Enhancing the focus on African journalists, Hangwei Li at the Made in China Journal presented on Wednesday a more comprehensive way to assess the actors behind the media narratives shaping China-Africa relations. Li advocated for the use of a relational perspective in analyzing China-Africa media interactions, focusing on the role of African journalistic agency at the macro, meso, and micro levels. This approach illuminates the “structural imbalances, institutional constraints, and individual agency” that are integral to the narratives that emerge from African journalists’ participation in Chinese media initiatives with the continent:

At the micro level, the agency of individual journalists comes to the fore. Their experiences, decisions, and practices are instrumental in shaping how Chinese narratives are received, interpreted, and disseminated within African media ecosystems. On one hand, African journalists might be receptive to the narratives promoted by Chinese media—emphasising non-interference, mutual development, and alternative models to Western liberalism. On the other hand, their experiences in China can also provide them with a more nuanced understanding of China’s political system, economic opportunities and challenges, and Beijing’s engagement with their home country. To maximise the benefits of these training experiences while mitigating potential biases, African media organisations should take a stronger role in guiding journalists’ reporting practices after they receive training in China, which could involve providing clear guidelines, offering ongoing mentorship, fostering critical discussions about media ethics and independence, and ensuring that journalists are equipped to critically evaluate the information they receive.

[…] While acknowledging and appreciating the resistance, pushback, and reflections demonstrated by African media organisations when engaging with their Chinese counterparts, I argue that China–Africa media relations are not always shaped by fully informed or fully prepared decision-making. The decisions of African journalists, managers, and bureaucrats are often constrained by structural limitations and their ‘relational’ experiences, which together shape the complexities of these interactions.

[…] By examining China–Africa media relations through a relational perspective and analysing African journalistic agency across the macro, meso, and micro levels, this essay highlights the need to address structural imbalances, institutional constraints, and individual agency in understanding these interactions.
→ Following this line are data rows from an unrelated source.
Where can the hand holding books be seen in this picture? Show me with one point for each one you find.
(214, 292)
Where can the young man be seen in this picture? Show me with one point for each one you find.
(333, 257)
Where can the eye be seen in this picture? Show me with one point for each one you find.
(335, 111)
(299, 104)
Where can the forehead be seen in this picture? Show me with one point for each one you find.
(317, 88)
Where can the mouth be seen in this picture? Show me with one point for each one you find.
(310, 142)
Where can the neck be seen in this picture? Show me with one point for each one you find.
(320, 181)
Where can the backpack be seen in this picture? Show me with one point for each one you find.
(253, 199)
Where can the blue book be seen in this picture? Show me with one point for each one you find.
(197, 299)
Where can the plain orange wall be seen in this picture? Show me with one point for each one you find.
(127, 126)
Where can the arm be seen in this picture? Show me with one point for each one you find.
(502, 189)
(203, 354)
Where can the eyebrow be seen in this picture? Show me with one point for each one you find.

While macro-level asymmetries create a significantly uneven playing field, meso and micro-level dynamics illuminate opportunities where African actors can assert agency and negotiate influence, even within the context of a highly asymmetrical relationship. [Source]

Underscoring the ideal goal of these analyses, Mohamed Mohamud at Global Voices recently described the “imperative to reclaim the agency of narration for African stories themselves.” While not explicitly naming China, he argued that independent control over the stories that are told on the African continent allows Africans to “confront and dismantle the indelible damage that colonialism and slavery have left on them, […] challenge historical misrepresentations, preserve the culture, and empower future generations.” This is in alignment with the African Union’s declaration of 2025 as the year of “Justice for Africans and People of African Descent Through Reparations,” and it would apply to any foreign actor interacting with African media.